The Eurographics Association, 2014.
[11] S. Rizzi, M. Hereld, J. Insley, M. E. Papka, T. Uram,
and V. Vishwanath. Large-Scale Parallel Visualization
of Particle-Based Simulations using Point Sprites and
Level-Of-Detail. In C. Dachsbacher and P. Navr˜Aatil,
editors, Eurographics Symposium on Parallel Graphics
and Visualization. The Eurographics Association,
2015.
[12] V. Vishwanath. LambdaRAM: A HighPerformance,
MultiDimensional, Distributed Cache Over UltraHigh
Speed Networks. PhD thesis, University of Illinois at
Chicago, 2009.

More Related Content

What's hot

Heterogeneous Networks of Remote Monitoring with High Availability and Resili...
Heterogeneous Networks of Remote Monitoring with High Availability and Resili...Heterogeneous Networks of Remote Monitoring with High Availability and Resili...
Heterogeneous Networks of Remote Monitoring with High Availability and Resili...IJCSIS Research Publications
 
LOCALITY SIM: CLOUD SIMULATOR WITH DATA LOCALITY
LOCALITY SIM: CLOUD SIMULATOR WITH DATA LOCALITY LOCALITY SIM: CLOUD SIMULATOR WITH DATA LOCALITY
LOCALITY SIM: CLOUD SIMULATOR WITH DATA LOCALITY ijccsa
 
Resource Mapping Optimization for Distributed Cloud Services - PhD Thesis Def...

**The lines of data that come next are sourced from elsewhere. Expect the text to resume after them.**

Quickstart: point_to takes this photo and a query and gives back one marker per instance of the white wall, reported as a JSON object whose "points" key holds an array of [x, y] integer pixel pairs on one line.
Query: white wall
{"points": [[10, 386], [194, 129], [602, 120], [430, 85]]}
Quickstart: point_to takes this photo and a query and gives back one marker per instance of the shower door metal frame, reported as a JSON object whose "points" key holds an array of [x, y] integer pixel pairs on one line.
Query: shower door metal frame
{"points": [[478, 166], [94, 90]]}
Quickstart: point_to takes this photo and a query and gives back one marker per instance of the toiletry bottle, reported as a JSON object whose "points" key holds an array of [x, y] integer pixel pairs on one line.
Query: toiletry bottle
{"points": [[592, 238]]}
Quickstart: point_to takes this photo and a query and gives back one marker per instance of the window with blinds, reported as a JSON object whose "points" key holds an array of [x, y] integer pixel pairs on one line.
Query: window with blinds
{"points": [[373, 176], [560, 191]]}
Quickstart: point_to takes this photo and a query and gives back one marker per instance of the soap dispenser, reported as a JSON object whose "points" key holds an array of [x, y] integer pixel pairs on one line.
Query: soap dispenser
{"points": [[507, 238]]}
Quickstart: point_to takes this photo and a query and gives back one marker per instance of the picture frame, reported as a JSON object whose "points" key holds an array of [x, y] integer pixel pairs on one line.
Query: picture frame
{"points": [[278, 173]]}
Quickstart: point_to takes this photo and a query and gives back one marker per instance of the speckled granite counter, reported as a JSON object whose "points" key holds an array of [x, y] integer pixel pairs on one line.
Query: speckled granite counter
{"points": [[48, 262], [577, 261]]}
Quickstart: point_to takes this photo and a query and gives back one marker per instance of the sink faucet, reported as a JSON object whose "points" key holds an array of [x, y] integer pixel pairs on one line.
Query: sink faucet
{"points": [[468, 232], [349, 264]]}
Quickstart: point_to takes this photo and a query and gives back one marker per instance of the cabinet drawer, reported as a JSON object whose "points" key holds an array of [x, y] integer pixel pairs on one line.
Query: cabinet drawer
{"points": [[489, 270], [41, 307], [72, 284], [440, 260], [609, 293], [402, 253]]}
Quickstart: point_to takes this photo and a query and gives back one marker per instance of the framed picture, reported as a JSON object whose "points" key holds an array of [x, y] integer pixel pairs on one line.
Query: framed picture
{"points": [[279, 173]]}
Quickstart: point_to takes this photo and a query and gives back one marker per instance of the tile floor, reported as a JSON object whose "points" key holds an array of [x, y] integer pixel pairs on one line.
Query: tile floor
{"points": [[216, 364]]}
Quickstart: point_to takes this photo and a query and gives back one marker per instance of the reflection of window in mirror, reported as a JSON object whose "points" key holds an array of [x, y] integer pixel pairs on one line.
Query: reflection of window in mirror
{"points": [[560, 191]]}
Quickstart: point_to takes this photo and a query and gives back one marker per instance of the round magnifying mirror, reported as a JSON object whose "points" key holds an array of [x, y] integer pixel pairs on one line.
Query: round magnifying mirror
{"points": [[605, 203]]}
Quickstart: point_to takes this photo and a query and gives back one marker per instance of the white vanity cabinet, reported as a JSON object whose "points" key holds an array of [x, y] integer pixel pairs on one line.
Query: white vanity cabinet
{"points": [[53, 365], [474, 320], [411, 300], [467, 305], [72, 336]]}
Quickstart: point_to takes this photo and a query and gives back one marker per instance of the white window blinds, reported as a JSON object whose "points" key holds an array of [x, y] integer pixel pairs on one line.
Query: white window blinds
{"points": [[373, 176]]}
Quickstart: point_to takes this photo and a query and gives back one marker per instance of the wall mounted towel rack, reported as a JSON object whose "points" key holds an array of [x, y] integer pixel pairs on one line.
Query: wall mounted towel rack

Resource Mapping Optimization for Distributed Cloud Services - PhD Thesis Def...Resource Mapping Optimization for Distributed Cloud Services - PhD Thesis Def...
Resource Mapping Optimization for Distributed Cloud Services - PhD Thesis Def...AtakanAral
 
An Overview and Classification of Approaches to Information Extraction in Wir...

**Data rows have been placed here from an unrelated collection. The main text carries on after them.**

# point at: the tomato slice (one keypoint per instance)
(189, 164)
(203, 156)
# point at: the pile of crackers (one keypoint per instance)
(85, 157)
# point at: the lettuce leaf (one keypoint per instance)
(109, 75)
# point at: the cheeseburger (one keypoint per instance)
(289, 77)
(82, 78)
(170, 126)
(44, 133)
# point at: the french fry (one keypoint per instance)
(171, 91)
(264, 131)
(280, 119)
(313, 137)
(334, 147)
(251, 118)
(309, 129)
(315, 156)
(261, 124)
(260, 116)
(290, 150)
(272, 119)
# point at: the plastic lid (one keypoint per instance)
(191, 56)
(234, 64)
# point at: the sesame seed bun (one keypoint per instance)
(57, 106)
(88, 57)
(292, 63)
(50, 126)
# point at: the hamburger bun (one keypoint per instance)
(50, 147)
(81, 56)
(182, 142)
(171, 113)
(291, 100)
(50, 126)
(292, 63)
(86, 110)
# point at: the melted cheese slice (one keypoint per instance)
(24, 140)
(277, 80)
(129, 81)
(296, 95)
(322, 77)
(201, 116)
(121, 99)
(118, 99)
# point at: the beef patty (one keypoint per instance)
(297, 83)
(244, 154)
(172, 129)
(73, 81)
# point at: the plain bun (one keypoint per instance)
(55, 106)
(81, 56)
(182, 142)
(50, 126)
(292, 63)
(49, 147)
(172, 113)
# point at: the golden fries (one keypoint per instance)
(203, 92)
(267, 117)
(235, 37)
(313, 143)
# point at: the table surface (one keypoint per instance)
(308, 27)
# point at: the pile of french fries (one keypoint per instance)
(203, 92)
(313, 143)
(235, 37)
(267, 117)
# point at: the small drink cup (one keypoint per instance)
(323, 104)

An Overview and Classification of Approaches to Information Extraction in Wir...An Overview and Classification of Approaches to Information Extraction in Wir...
An Overview and Classification of Approaches to Information Extraction in Wir...M H
 
An Integrated Inductive-Deductive Framework for Data Mapping in Wireless Sens...
An Integrated Inductive-Deductive Framework for Data Mapping in Wireless Sens...An Integrated Inductive-Deductive Framework for Data Mapping in Wireless Sens...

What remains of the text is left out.